The way the music of that section matches to the words—a kind of surge of
memory and pride and, yes, pain—takes the song to a different place. It’s a
recollection of what seems a woman’s loss of virginity, so that the ten years
since allude to the way experience saps away the special quality of
such “first times,” no matter how good they were. The need and the want—of the first love—hover over the
memory, and how good it felt to give in to it all. This is done without any of
the sexual images or double entendres that one finds in certain blues
evocations that Plant favors. It isn’t even particularly boastful, as the “do
you ever remember me, baby” suggests that the rivers are indeed running on and
what went down back there might not surge up again, for her.
There’s another small segment that matches to the “Changes
fill my time” passage, but is slightly different: “Vixen in my dreams / A great
surprise to me / Never thought I’d see your face / The way it used to be.” You
gotta love that; especially the way Plant seems truly surprised when saying so.
In a dream: the face of the “vixen” he’s recalling—or, more to the point, the
look on her face, as a vixen. “The way it used to be”—its power over him, its
provocation. Not expecting to see it again, then finding it in a dream.

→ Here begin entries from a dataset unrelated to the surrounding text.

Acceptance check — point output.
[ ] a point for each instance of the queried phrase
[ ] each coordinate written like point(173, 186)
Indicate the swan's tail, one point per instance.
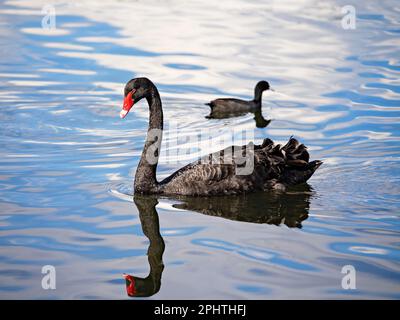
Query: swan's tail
point(291, 162)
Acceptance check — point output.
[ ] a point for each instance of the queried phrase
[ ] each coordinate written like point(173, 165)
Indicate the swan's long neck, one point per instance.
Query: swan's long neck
point(145, 178)
point(257, 95)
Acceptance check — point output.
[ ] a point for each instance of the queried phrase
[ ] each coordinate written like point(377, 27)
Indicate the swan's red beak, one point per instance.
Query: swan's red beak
point(130, 285)
point(128, 103)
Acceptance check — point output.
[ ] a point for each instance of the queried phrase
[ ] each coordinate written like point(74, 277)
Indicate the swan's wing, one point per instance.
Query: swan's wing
point(221, 172)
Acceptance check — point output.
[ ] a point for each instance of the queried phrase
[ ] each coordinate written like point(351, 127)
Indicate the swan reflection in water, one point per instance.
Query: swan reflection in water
point(289, 208)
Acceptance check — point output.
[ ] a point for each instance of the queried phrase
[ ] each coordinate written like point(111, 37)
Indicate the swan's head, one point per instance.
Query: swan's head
point(130, 285)
point(262, 86)
point(135, 90)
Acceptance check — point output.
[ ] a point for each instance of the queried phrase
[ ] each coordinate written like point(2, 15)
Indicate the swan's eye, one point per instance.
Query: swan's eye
point(128, 103)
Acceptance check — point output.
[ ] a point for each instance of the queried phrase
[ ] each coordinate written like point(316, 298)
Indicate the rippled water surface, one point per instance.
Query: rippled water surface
point(67, 160)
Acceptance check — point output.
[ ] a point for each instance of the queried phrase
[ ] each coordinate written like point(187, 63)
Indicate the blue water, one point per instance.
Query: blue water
point(67, 161)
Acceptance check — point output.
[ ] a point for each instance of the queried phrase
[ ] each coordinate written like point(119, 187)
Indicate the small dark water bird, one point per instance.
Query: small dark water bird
point(226, 172)
point(230, 107)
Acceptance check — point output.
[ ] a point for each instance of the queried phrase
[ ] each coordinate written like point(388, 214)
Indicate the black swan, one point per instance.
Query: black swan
point(266, 166)
point(229, 107)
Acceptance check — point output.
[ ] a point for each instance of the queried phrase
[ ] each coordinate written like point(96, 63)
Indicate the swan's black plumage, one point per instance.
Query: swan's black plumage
point(274, 166)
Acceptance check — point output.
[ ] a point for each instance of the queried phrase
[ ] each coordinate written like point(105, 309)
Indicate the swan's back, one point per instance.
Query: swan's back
point(217, 174)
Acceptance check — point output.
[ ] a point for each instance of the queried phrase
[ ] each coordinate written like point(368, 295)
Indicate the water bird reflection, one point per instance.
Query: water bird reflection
point(275, 208)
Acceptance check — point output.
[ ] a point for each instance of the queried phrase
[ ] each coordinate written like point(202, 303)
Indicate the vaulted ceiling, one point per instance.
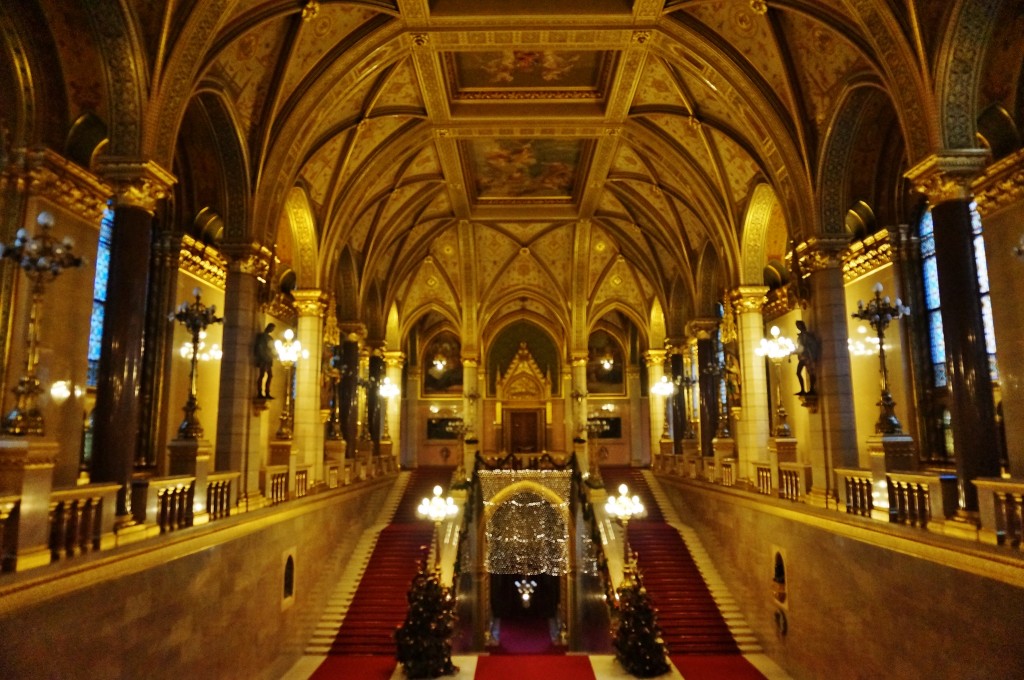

Most of
the lyrics—about eagles and nests and “the wings of maybe”—are the usual Plant
malarkey, but in the midst of it all he does manage to make some
sincere-sounding noises.
Holding on, ten years gone
1 comment:
Nice article - It's a great Zeppelin Song for sure and your article is a nice little window into it's sincerity. Well done. You don't see enough of this kind of musical journalism/reviews.